Aktivist Bernd Heidbreder ist gestorben: Der Versuch, das Richtige zu tun
Weil er wohl plante, ein Abschiebegefängnis zu sprengen, musste Bernd Heidbreder nach Venezuela fliehen. Dort ist er nun gestorben. Ein Nachruf.
Zusammen mit Peter Krauth und Thomas Walter musste er 1995 Deutschland verlassen, weil sie versucht haben sollen, ein im Bau befindliches Abschiebegefängnis in Berlin-Grünau in die Luft zu sprengen. Der Anschlag scheiterte, weil der Plan vorzeitig aufflog. Mehrere Jahre war Heidbreder daraufhin in der Welt unterwegs, bis er sich wie seine beiden Freunde in Mérida im Westen Venezuelas niederließ.
Würde er jemals wieder nach Deutschland gehen können? Oder sollte er doch in der Andenstadt alt werden, ohne sein früheres Zuhause nochmal zu sehen? Die Frage beschäftigte ihn immer wieder. Auch vor gut drei Jahren, als wir uns im Rahmen einer taz-Recherche zum letzten Mal sahen.

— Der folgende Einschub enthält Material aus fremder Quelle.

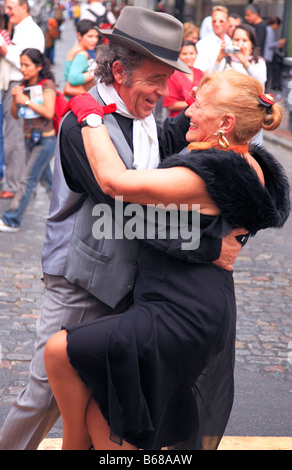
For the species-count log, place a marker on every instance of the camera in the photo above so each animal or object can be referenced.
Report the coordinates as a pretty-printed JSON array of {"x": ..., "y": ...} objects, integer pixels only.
[{"x": 232, "y": 49}]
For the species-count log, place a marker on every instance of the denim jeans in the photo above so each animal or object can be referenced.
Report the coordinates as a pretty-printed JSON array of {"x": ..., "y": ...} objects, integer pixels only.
[
  {"x": 2, "y": 159},
  {"x": 37, "y": 170}
]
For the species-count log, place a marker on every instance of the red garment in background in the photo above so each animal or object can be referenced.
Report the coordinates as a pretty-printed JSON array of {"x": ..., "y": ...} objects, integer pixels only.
[{"x": 179, "y": 86}]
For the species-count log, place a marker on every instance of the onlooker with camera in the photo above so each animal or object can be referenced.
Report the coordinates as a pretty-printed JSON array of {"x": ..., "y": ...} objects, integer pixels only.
[
  {"x": 209, "y": 46},
  {"x": 26, "y": 34},
  {"x": 252, "y": 17},
  {"x": 5, "y": 68},
  {"x": 78, "y": 78},
  {"x": 39, "y": 132},
  {"x": 180, "y": 84},
  {"x": 274, "y": 54},
  {"x": 243, "y": 56}
]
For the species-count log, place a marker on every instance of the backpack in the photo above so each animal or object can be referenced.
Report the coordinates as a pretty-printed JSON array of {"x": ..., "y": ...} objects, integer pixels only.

Nun plötzlich die schlimme Nachricht: „Bernd ist gerade gestorben.“ Vergangenen Donnerstag erlag der 60-Jährige einem Krebsleiden. Ein schnell wachsender Tumor hat sein Leben innerhalb weniger Wochen ausgelöscht. Was bleibt, ist tiefe Traurigkeit und die Erinnerung an einen Menschen, der versucht hat, das Richtige zu tun, ohne sich damit wichtig zu machen.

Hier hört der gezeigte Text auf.